The continent’s strong performance was aided by favorable exchange rates, by decent sales of accessories and other high-margin products, and by more efficient supply chain processes. The company says the retail environment was tough, but Element and Von Zipper brands performed well. By country, Italy and Spain were noted as being especially strong in the half.

Elsewhere, sales grew by 10 percent in Australasia to A$177.1 million (€110.3m-$131.0m) and by 27 percent in the Americas to A$41.7 million (€26.0m-$30.8m). As a percentage of sales, the EBITDA in Australasia and the Americas was respectively 34.9 and 19.1 percent.

The Element brand now represents more than 15 percent of the group’s revenues, as its sales rose by 30 percent in the 1st half. Additionally, the brand launched a line of footwear in the period whose deliveries to the USA, Europe and Australasia began this past January.

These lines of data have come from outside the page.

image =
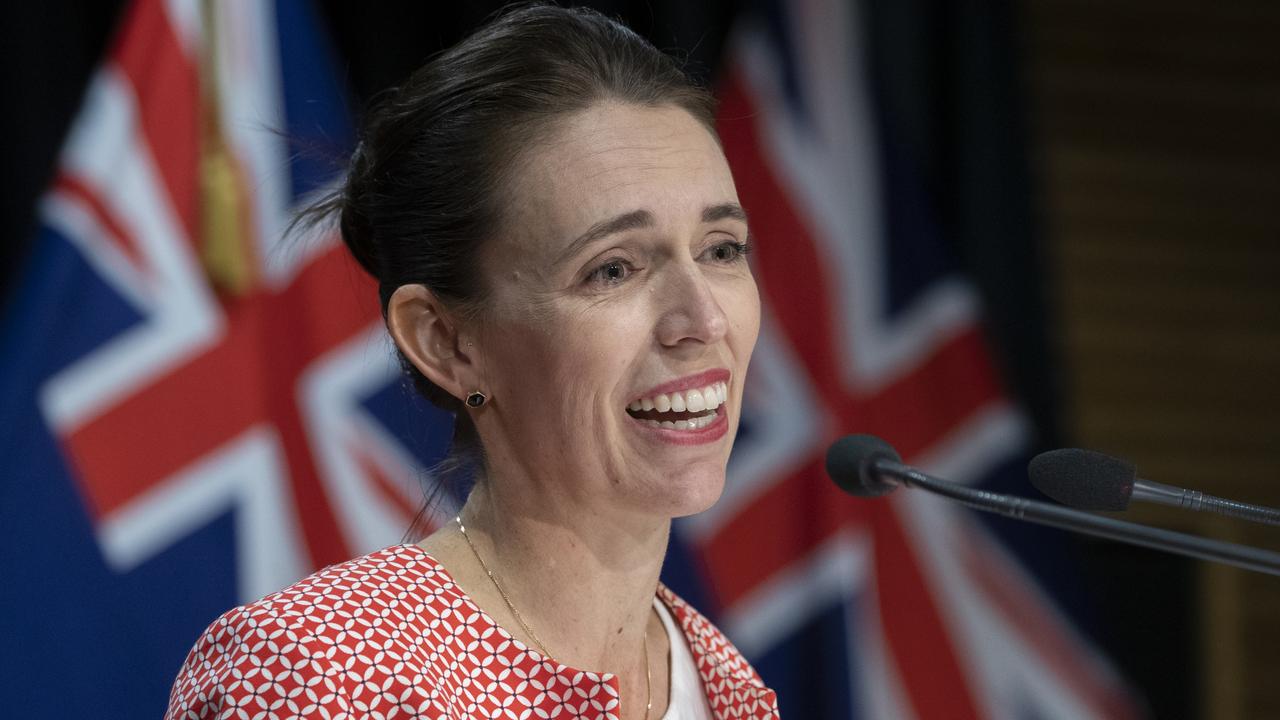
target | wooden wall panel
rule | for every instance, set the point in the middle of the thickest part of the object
(1156, 131)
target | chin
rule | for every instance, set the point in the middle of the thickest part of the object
(693, 491)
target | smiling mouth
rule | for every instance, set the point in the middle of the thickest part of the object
(681, 410)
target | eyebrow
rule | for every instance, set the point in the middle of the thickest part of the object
(638, 219)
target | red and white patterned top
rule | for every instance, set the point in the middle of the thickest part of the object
(389, 636)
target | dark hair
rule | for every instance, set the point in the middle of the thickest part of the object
(423, 190)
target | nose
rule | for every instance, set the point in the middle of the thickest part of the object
(691, 314)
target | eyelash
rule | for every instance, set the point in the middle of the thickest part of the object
(598, 276)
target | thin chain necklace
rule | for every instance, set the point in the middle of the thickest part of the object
(648, 674)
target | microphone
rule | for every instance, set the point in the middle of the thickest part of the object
(1091, 481)
(868, 466)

In total, Billabong reported a 14.7 percent increase in net profit to A$79.5 million (€49.5m-$58.8m) from a 16 percent expansion in revenues to A$490.1 million (€305.4m-$362.5m) The company said that strong performances outside of the USA secured its place as a global force. Billabong owns and operates 108 retail stores around the world and licenses another 39. The retail revenues of its company-owned doors are projected to surpass $A100 million (€62.3m-$74.0m) during the current fiscal year.